Nicholas Hoult plays R (that's all he can remember of his original name), and since most movies don't really focus on the zombie's perspective of what's happening, I don't really have any other performances to compare it to except that one episode of Fear Itself.  Nicholas Hoult does a good job showing us a character fully claimed by the disease that swept the world, and up until his encounter with Julie had accepted it.  He even admits to the fact that he also eats anything with a heartbeat, like the "bonies," but "at least he's conflicted about it."

Julie, played by Teresa Palmer, starts out as a pretty lukewarm character.  There's a moment when I realized that, based on what we know about her, she could have been played by any young looking brunette with a blond dye job willing to wear a gray tank top.  She's understandably frightened by zombies and is scared of R when he first takes her away, but it takes a while for us to really get a sense of her personality.  There's the basic "angry with her father" and "she and her boyfriend were having problems" but we don't learn much about her, what she enjoys doing and her personality, until later on.

A lot of the best parts of the film (downright scene stealers, I'd say), are done by the secondary cast.  You have Rob Cordroy as M, a zombie who seems confused by R's actions to protect Julie, but we spend more time watching him rediscover who he was.  Julie's best friend, Nora, played wonderfully by Analeigh Tipton, has some of the best scenes as well, such as when she actually comments on her choice of music during an attempt to disguise R while he's in a human settlement.  She also has a surprising amount of depth, as we learn that had there not been a zombie apocalypse, she wanted to be a nurse.  And then there's John Malkovich, who does a very surprisingly mellow job, underplaying the part to the point where it seemed just as unnerving as anything else he could do.

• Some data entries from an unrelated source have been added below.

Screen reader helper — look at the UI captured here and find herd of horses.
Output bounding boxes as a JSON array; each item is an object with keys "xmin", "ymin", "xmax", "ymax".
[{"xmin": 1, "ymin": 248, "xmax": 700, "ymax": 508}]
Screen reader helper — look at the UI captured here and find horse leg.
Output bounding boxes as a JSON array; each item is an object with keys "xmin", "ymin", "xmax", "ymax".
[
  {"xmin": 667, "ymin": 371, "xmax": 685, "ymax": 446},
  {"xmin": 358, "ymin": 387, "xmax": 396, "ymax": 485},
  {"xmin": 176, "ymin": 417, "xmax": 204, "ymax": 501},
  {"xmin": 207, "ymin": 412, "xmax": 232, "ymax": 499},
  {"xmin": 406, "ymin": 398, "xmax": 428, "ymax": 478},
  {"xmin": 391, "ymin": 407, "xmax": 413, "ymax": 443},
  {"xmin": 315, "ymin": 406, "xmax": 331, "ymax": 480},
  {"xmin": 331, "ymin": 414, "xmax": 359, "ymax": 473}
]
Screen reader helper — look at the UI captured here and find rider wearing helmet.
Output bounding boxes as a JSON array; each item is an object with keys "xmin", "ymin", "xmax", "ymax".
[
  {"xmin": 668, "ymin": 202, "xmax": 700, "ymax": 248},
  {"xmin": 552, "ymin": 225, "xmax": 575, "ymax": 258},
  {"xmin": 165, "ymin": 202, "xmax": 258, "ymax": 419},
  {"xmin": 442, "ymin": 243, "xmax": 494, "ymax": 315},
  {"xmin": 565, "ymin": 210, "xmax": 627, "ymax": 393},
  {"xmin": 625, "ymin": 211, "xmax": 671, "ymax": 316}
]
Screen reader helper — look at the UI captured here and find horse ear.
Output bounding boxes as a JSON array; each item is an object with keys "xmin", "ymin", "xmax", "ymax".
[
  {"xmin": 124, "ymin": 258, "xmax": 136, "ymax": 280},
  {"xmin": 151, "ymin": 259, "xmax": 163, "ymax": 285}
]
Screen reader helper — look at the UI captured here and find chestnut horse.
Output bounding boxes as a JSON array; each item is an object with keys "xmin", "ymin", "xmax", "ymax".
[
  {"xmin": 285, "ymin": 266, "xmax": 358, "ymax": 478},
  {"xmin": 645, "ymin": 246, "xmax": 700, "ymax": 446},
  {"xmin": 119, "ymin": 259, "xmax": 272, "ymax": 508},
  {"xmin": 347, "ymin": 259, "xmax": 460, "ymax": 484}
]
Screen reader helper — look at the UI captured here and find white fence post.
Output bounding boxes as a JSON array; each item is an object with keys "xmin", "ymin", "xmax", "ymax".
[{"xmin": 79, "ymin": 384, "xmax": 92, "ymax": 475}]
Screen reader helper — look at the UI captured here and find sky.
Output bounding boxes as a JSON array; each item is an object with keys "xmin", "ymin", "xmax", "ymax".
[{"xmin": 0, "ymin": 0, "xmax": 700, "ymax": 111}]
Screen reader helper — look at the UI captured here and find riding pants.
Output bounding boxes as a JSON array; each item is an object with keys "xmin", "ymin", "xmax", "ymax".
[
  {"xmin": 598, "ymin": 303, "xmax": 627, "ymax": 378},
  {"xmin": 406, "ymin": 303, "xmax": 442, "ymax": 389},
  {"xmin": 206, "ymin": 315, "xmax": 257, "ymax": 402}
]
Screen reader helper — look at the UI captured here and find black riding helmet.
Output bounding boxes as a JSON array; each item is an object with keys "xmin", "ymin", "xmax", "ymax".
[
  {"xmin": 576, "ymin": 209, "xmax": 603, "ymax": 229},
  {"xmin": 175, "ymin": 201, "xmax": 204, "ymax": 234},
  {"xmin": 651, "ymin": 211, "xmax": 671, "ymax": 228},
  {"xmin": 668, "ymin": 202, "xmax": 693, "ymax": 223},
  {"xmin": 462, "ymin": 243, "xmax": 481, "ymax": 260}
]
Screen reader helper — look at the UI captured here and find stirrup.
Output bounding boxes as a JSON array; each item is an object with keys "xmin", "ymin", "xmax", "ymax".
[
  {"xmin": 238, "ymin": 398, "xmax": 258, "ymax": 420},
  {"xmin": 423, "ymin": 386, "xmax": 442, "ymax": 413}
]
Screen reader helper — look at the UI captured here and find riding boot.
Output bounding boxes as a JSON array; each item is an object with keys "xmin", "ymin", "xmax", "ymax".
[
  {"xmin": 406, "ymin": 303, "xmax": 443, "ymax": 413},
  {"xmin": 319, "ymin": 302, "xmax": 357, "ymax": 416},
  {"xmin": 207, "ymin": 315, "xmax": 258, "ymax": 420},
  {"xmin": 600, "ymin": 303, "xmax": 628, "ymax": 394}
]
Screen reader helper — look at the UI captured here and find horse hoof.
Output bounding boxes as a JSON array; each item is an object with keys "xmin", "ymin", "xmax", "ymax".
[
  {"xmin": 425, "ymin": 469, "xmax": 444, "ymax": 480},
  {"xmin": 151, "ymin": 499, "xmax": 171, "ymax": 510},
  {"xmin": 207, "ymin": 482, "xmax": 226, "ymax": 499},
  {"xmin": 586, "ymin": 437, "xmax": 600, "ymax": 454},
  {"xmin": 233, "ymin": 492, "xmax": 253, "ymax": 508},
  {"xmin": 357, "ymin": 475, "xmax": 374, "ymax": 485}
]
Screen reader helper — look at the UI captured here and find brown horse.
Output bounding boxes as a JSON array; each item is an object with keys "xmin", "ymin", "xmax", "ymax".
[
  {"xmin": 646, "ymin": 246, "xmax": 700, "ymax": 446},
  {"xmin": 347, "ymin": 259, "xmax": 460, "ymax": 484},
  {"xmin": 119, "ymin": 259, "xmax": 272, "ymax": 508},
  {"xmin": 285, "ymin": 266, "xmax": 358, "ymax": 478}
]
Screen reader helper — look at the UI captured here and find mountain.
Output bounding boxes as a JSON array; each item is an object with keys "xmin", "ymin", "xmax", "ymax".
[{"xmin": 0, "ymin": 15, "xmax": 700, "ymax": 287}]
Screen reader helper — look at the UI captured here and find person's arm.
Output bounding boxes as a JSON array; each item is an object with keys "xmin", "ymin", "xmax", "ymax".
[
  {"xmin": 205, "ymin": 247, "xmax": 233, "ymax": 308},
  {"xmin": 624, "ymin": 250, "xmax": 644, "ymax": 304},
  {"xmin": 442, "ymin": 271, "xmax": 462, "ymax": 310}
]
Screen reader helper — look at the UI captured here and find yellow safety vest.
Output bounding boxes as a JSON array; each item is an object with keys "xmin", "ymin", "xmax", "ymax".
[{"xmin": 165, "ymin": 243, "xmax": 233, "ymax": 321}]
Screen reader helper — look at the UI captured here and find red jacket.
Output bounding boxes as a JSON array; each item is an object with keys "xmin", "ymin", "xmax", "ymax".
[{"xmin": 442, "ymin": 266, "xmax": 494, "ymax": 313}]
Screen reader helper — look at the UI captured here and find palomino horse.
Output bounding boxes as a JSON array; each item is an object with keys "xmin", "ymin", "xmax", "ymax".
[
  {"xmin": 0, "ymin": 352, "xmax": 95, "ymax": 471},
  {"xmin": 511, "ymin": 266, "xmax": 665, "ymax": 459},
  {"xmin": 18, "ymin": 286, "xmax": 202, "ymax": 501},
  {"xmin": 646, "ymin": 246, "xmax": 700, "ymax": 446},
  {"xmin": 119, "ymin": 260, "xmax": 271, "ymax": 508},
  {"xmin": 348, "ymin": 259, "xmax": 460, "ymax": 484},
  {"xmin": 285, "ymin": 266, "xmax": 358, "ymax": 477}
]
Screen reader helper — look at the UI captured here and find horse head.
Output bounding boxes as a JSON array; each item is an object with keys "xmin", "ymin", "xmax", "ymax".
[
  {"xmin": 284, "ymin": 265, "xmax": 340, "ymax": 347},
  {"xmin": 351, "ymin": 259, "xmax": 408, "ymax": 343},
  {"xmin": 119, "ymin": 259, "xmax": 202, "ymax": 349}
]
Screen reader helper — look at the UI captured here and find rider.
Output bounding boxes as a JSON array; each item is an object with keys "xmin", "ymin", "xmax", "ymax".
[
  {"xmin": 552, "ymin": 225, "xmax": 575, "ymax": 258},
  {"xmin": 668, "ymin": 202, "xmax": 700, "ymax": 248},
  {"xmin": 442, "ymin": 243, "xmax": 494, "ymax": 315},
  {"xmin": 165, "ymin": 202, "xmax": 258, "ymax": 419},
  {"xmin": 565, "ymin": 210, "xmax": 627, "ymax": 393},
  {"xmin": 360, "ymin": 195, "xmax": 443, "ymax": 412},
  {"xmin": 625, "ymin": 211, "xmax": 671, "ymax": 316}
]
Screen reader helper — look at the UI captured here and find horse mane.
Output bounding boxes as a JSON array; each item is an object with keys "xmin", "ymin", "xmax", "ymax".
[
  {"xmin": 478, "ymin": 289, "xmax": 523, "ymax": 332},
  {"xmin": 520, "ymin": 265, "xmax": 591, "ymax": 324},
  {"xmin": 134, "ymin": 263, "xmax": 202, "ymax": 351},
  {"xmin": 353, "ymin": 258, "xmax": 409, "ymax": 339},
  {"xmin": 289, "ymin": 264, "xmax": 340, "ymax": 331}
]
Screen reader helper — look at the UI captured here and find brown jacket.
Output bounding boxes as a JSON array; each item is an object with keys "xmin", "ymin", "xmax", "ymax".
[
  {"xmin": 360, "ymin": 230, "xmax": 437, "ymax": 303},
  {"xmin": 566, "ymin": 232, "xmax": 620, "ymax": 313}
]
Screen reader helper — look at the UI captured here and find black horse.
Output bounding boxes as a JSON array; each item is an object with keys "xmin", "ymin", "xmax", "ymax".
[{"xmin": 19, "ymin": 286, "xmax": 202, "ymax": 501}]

The story line is silly and really gives you the impression that if it's going to ignore its own plot holes, then you just shouldn't worry about it and get back to the fun.  There were only a couple of moments I was left going "wait, what?" and the rest of the time I was sitting back with a smile on my face.  It's goofy, harmless fun, the CG effects of the "bonies" are rather outdated, and there was one moment towards the end where "blood" becomes a rather important subject and I was left sputtering at the fact that "yes, blood is important, but you'd think the condition of the person who just had all that blood inside of him would be important, too."

The cast carries this film, though, and it makes no apologies for what it is.  Nicholas Hoult's voice-over is both quaint and funny at times, Julie does eventually grow on the viewer (though I don't really think the role was meant to be deep), but it's the appearances by the rest of the supporting cast that keep your enjoyment high.

And yes, I know, I've made it public to people I know that I hate the Twilight series and all of its rip-offs and homages, and zombie films have been done to figurative death...but somehow the combining of these two, when you have a cast this comfortable with the roles they're performing, it just works on a way that lets you watch the credits start to roll and go "hey...that was pretty fun."